Mungkin aku harus berterima kasih pada takdir,
Atas titik mulaiku yang tidak bersandingan dengan kamu.
Karena mungkin aku tidak akan pernah bertemu denganmu di tengah-tengah.
Tetapi, Bintang. Aku lupa bahwa persinggungan kita hanyalah sementara jika kita terus melangkahkan kaki.
Adakah kita dapat bersinggungan lagi di lain masa?
ㅡ
“Abin, lo habis berantem sama Biru?”
Pertanyaan dari Evan tidak susah untuk bertemu jawabnya karena Bintang datang dengan matanya yang masih terlihat sembab. Candra langsung sigap bangkit dari tempatnya begitu melihat keadaan Bintang yang mengingatkannya pada kejadian beberapa waktu silam saat Bintang datang ke kos Evan dengan tangis.

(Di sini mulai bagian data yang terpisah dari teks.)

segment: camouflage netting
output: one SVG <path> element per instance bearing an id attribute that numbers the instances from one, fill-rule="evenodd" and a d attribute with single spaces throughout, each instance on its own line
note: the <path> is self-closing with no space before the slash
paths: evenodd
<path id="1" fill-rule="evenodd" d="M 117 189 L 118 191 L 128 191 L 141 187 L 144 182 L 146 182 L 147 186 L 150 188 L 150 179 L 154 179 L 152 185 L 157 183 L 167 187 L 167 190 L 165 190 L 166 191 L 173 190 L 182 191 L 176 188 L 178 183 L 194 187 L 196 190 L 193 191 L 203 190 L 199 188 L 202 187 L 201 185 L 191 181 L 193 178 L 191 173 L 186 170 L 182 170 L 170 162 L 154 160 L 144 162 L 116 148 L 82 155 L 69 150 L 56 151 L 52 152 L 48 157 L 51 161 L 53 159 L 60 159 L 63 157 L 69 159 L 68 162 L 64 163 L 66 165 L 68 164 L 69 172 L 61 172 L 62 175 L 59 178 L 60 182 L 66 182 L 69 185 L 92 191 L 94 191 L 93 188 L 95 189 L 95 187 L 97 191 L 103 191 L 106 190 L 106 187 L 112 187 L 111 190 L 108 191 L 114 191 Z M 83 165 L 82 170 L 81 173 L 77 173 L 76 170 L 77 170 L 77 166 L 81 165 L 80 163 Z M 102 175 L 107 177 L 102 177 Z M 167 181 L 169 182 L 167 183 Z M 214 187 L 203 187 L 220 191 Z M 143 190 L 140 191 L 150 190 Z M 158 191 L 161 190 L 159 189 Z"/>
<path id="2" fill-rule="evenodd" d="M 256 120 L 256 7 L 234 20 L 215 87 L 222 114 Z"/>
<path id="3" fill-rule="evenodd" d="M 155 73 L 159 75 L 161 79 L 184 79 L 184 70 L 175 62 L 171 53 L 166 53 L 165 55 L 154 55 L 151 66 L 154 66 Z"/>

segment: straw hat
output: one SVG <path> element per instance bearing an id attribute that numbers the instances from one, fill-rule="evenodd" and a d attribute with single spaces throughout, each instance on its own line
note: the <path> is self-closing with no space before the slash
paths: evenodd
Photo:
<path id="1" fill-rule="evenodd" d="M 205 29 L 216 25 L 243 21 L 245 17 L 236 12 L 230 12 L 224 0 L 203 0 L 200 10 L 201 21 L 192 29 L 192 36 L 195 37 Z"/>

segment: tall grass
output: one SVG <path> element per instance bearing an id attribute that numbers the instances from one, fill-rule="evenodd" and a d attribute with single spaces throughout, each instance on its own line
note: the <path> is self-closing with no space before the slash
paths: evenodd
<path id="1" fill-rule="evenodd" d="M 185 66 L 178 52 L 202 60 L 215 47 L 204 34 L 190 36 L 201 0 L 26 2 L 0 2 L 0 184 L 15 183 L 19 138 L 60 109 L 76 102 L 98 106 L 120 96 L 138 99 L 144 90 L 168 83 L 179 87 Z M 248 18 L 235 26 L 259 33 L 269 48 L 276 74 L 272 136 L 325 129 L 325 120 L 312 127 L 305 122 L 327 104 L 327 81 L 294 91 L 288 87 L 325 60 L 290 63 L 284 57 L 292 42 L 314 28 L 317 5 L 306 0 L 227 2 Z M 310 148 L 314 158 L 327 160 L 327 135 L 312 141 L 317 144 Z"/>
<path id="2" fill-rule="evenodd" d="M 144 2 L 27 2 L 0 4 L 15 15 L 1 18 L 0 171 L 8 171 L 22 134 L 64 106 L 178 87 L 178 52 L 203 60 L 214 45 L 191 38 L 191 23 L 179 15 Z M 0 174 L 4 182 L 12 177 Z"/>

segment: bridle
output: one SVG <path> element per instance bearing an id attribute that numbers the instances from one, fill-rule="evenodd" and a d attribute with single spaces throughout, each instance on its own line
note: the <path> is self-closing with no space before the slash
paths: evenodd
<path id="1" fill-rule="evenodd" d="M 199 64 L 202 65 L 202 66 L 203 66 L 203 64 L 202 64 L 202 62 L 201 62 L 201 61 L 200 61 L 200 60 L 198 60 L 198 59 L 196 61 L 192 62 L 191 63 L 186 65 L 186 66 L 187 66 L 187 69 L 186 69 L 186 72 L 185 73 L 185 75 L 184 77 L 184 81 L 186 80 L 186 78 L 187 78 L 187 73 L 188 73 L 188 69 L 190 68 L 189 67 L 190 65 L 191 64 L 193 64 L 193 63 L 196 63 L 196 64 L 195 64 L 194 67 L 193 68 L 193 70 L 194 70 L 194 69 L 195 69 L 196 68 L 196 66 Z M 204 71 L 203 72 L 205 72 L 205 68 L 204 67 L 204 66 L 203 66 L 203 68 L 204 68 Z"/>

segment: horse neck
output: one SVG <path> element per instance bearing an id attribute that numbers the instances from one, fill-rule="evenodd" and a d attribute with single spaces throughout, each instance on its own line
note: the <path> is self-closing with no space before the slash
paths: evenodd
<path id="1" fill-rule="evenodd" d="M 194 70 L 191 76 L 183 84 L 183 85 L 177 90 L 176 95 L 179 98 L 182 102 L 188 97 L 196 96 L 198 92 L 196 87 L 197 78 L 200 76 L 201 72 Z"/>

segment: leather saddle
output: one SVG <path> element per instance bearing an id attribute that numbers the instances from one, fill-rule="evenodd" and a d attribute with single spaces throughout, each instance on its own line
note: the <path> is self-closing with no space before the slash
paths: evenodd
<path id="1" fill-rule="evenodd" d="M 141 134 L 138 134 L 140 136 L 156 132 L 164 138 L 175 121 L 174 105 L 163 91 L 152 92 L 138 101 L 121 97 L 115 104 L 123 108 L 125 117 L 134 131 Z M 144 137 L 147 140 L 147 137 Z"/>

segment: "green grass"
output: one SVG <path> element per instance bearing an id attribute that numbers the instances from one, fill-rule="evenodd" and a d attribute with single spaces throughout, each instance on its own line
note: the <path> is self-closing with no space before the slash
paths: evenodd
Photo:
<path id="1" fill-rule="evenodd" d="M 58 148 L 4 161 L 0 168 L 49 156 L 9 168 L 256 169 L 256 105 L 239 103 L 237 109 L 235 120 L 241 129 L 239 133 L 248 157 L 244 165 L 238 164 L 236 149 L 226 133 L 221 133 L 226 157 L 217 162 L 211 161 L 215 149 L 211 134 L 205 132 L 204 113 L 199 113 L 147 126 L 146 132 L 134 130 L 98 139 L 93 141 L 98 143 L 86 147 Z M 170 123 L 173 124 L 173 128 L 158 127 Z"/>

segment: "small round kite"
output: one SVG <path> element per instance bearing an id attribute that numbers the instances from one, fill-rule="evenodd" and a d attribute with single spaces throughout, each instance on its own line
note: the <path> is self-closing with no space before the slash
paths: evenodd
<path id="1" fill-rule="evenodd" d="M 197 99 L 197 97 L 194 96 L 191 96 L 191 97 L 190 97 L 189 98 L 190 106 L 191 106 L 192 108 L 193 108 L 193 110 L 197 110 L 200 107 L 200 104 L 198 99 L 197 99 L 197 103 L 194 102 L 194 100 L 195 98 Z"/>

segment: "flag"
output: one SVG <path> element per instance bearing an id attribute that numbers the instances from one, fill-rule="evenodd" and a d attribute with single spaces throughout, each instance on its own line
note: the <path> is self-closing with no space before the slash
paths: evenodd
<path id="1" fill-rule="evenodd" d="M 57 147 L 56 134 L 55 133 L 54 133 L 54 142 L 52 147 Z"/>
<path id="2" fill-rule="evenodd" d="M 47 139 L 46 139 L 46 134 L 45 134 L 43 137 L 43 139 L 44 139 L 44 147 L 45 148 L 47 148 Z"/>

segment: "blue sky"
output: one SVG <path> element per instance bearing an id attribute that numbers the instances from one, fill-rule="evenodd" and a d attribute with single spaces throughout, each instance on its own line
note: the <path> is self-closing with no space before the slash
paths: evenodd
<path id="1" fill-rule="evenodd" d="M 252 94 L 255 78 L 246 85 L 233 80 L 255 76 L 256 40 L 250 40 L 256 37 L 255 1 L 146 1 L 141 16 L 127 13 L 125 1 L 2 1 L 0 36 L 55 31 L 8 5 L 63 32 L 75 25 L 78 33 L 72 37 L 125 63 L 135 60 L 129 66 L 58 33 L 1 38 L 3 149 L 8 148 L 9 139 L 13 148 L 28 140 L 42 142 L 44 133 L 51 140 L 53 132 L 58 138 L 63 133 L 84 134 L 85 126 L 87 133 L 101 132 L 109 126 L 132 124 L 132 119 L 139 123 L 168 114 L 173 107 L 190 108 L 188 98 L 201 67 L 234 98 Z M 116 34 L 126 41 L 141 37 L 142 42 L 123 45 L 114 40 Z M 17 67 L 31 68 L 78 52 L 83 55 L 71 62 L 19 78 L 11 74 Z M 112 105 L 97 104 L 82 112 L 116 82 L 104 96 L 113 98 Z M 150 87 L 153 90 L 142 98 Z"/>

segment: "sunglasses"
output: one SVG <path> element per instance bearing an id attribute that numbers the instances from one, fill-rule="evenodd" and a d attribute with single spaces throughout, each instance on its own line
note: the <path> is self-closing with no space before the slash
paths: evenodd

“Tadi Biru ngasihin ini, katanya buat lo.” Evan mendorong kotak makan dengan dua jarinya ke arah Bintang. Bintang memandangi kotak makan berwarna merah itu dengan matanya yang kembali memanas, air matanya merebak siap untuk tumpah.
“Abin…” lirih Candra, menarik Bintang untuk dipeluk saat anak itu akhirnya terisak pelan. Tidak ingin menarik perhatian orang-orang yang ada di sana. “Ke tempat Evan dulu aja, ya?”
ㅡ
Arka berjalan cepat kesana kemari untuk mencari batang hidung seseorang yang sedari tadi belum ditemuinya. Begitu diskusi kelompok selesai Arka langsung bergegas mencari satu orang ini.
Hanan.
Cowok itu dengan santai melahap pisang goreng di kantin saat Arka akhirnya menemukannya. Dengan satu sentakan kuat yang menarik lengannya, Hanan hampir menjatuhkan pisang goreng yang sudah dibayarnya di muka itu. Ibu kantin telah menandai Hanan gara-gara kejadian beberapa waktu silam saat ia tidak membawa uang untuk membayar dan jika Hanan tetap ingin diperbolehkan menginjakkan kaki di kantin itu ia wajib membayar dulu sebelum mencomot makanan.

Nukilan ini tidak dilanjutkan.